In '90s Chile, a rural commune prepares to ring in the new year.
Review by Eric Hillis
Directed by: Dominga Sotomayor Castillo
Starring: Demian Hernández, Antar Machado, Magdalena Tótoro, Matías Oviedo
Writer/director Dominga Sotomayor Castillo's third feature, Too Late to Die Young, is being heavily advertised in English speaking territories as coming from the producers of Call Me by Your Name, and to a large degree it plays like a heterosexual companion piece to Luca Guadagnino's acclaimed queer drama. Like that movie, it's set in the recent past in an idyllic part of the world and features protagonists who live a charmed, privileged existence, though the characters here have chosen to 'rough it', living in the woods like those of recent indie hits Captain Fantastic and Leave No Trace.
What distinguishes Castillo's film from those aforementioned is its distinctly feminine viewpoint, presenting us with a teenage protagonist in 16-year-old Sofia (a striking debut from Demian Hernández), who it's easy to surmise might be a proxy for the filmmaker, who had a similar upbringing.
Too Late to Die Young takes us back to the Chile of 1990. Fascist dictator General Pinochet has been ousted from power and there's a particularly hopeful party atmosphere in the days leading up to New Year's Eve. As her nation is going through revolutionary changes, Sofia is herself transitioning from adolescence to adulthood, a process made all the more difficult by the absence of her mother, a famous singer who refused to join her father in living in an artistic commune in the hills above Santiago, a city whose lights can be glimpsed in the background of nocturnal scenes like some great overturned Christmas tree.

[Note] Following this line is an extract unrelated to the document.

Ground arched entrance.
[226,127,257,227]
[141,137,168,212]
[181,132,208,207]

Taking place over roughly a week in the run up to a New Year's Eve celebration, which the commune's residents have put much planning into, Too Late to Die Young is low on plot but heavy on establishing an immersive sense of time and place. Taking place in the era before such intrusive tools as the internet and cellphones, the film suggests this is the last time the lifestyle it portrays could be enjoyed without interruption, and the movie's dramatic climax proposes that all concerned can no longer continue their way of life.
Far from a hagiography of this way of life, Castillo's film is quietly judgmental of its protagonists. The commune members are all arty farty types who would no doubt consider themselves good liberals, but like class-reversed gypsies, they view the working class residents of the town whose outskirts they have pitched up on with condescension and contempt. When a missing dog turns up at a local's home, money is used to pry the animal from the arms of a tearful young girl who has since adopted the animal, and it's later implied that it may not even be the same dog. The antics of the commune's children, which will later have dire consequences, are blamed on resentful locals. A brawl breaks out when two male commune members hit the town, their heads swimming with alcohol and entitlement.
Yet while Castillo's film is so concerned with its physical and natural environment, and how its characters interact and coexist within their surrounds, it's first and foremost the story of a young woman fumbling her way out of the cocoon of adolescence and attempting to spread her adult wings. Early on, Sofia is berated by her father when he spots her puffing on a cigarette. "I'm a smoker now Dad," is her curt response, and in this simple exchange we're given the dynamic between Sofia and her father; perhaps that of all fathers and daughters, the former wishing they could slow down the latter's growth, the latter wishing for just the opposite.
Sofia's growth is accelerated when Ignacio (Matías Oviedo), a handsome twentysomething drifter, arrives at the commune to spend the holidays. From the off, it's clear to anyone older than Sofia that the object of her affection is a bit of a slimey douchebag, yet the film never submits their relationship as something for the viewer to scorn. Rather Castillo presents it as a necessary rite of passage. We know heartbreak is inevitable, but perhaps also essential. Said heartbreak also extends to Lucas (Antar Machado), the sensitive teenage troubadour who is head over heels with the sullen Sofia. Again, while we feel sympathy with Lucas, we never root for him to find romance with Sofia, and we get the impression both these teenagers will learn more from heartbreak than facile fulfillment.
A counterpoint to Sofia's headlong rush to adulthood is represented by her 10-year-old sister Clara (Magdalena Tótoro) and her attachment to the aforementioned ambiguous pooch. Castillo's film opens and closes with the image of the canine galloping through the dust, but tellingly in opposite directions, Clara's heart as hardened by her animal's betrayal as Sofia is by her dubious lover. Does childhood end when you first experience sex, or when your dog runs away?
Too Late to Die Young is in UK/ROI cinemas May 24th.